One of the ways in which we wrestle during a fast, is with our own sin. John the Baptizer's message was, "Repent, for the kingdom of heaven is at hand." Remember that John's message was to an oppressed people who probably thought the wicked King Herod and the corrupt Chief Priests were the one's who needed to repent. But John called them to stop looking outwards in blame, look inwards and own their own sin and look upwards to Jesus to take it away.

I wish I hated my own sin as much as I hated other people's sin, don't you? We very easily want mercy for ourselves and justice for everyone else. True repentance is pleading guilty myself, realizing that God is rich in mercy to me, and then extending that same mercy to others who have sinned against me. This is why Jesus told us to, "Forgive us our debts as we forgive our debtors."

Tomorrow as we begin our fast, let's ask the Holy Spirit to show us if there is any sin that we need to confess to God. He is the Holy Spirit, who convicts us of sin to make us more like Jesus. Let's confess our sin to God, and if need be to others, trusting Jesus to forgive us and cleanse us from all unrighteousness. Unrighteousness can include any attitude or action that does not glorify God. It can even include good things we do that have become ultimate things and have taken the place of God as idols.  Let's also ask the Holy Spirit to show us if we are living as debt collectors, with unforgiveness towards those who have sinned against us, asking Jesus for grace to send our debtors away debt free. Psalm 51 may be a helpful Psalm to pray through on this theme.

Repentance is the dinner bell to the table of grace and when we feast on Jesus' mercy, His Kingdom breaks in with great freedom.

See you tomorrow night at 6:30 pm. 

Wednesday, September 3, 2014

"On earth as it is in heaven." A call to prayer and fasting.

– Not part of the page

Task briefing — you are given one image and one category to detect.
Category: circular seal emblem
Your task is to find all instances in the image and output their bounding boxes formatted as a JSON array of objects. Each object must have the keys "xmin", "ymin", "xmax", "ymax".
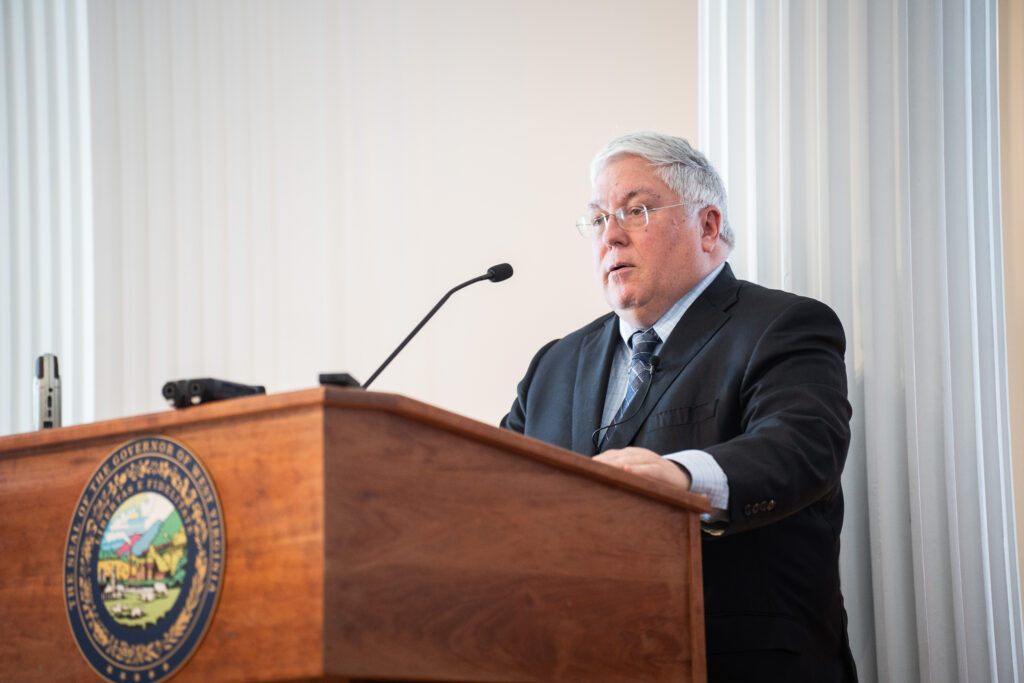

 When John the Baptizer came preaching "Repent, for the kingdom of heaven is at hand. Prepare the way of the Lord," he was speaking into exceptionally dark times. Herod, the puppet king of Rome had slaughtered every male child in the region of Bethlehem out of fear for Jesus, the Jewish Chief priests were political puppets of Herod and the people generally lived in fear of Rome. It couldn't have seemed to God's people that He or his Kingdom were very near at all.

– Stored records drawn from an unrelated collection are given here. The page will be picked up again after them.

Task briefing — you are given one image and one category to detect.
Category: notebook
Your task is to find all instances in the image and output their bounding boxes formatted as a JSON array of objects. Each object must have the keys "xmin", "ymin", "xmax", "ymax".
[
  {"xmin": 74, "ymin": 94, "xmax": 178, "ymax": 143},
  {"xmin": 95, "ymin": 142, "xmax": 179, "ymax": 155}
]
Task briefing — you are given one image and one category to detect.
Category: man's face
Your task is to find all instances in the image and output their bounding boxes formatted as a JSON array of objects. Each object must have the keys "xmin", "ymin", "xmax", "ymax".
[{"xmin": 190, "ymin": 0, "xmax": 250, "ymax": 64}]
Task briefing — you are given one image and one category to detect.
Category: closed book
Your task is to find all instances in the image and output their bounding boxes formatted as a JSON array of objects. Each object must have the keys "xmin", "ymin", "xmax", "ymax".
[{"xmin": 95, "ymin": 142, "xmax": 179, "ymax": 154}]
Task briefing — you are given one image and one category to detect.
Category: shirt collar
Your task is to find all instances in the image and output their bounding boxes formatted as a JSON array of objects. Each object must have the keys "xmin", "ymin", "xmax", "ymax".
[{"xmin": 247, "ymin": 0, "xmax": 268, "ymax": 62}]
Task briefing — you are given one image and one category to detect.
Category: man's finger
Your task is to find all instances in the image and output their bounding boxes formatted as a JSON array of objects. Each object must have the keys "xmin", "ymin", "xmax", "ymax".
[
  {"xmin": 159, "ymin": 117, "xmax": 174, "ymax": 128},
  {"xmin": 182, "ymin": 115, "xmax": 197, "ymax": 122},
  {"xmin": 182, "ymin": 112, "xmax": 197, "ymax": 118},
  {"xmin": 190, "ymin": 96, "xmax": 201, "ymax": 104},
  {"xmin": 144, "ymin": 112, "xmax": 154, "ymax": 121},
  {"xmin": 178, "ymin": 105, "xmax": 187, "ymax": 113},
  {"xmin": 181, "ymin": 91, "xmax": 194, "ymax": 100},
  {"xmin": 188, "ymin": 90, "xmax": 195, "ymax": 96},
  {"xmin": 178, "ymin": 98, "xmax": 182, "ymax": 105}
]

But in the fulness of time God sent His Son Jesus, to save His people.We know and rejoice that Jesus has come, and that He will come again. We live in between the birth and the fulfillment of His Kingdom. In between His First and Second Coming we live in hopeful expectation for His Kingdom to keep breaking in here on earth as it is in heaven. It is how Jesus taught us to pray.

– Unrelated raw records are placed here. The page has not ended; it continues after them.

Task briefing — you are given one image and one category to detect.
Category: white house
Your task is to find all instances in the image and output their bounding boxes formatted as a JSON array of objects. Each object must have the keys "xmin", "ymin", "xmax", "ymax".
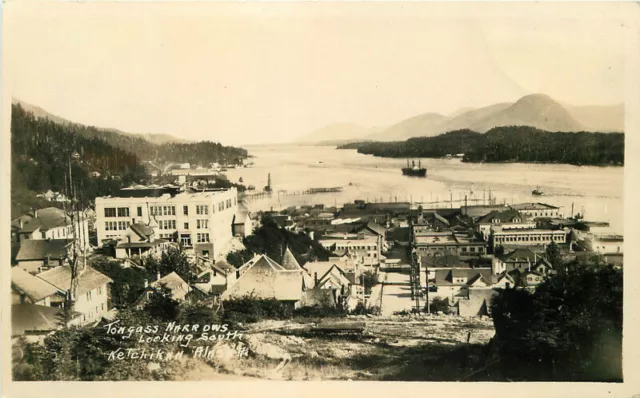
[
  {"xmin": 36, "ymin": 265, "xmax": 113, "ymax": 325},
  {"xmin": 16, "ymin": 207, "xmax": 90, "ymax": 249}
]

We are not unaware of the  darkness of our times. We don't have simple answers for the horrors of Mosul, Uganda, Gaza or Ferguson. Here in Orange County making disciples of Jesus is a different, but no less real challenge, and this also requires the power of the Spirit in profound ways. God promises that where sin abounds, grace further abounds. God's kingdom is still at hand in all of these situations, and we sense with great anticipation that He is breaking in to our lives with kingdom momentum.  John's message to God's people is one that we can still take to heart at this time.
It provokes us to repentance. It stirs us to expectation. It calls us to preparation. 

We will pray around 1 of these 3 themes each day for our church fast, from Monday 8th September
to Wednesday 10th of September. It is a water, soup and fruit juice fast. (Any or all)
We will gather to pray for an hour each night at 6:30 pm  and will break our fast together on Wednesday night.  I appeal to the whole church to observe this time as God's holy interruption.
What God has called us to as a church requires a united front in the area of prayer.
We've seen the Lord do amazing things among us as we've gathered twice a year to pray and fast and we are trusting Him this year for an outpouring of unprecedented power and grace.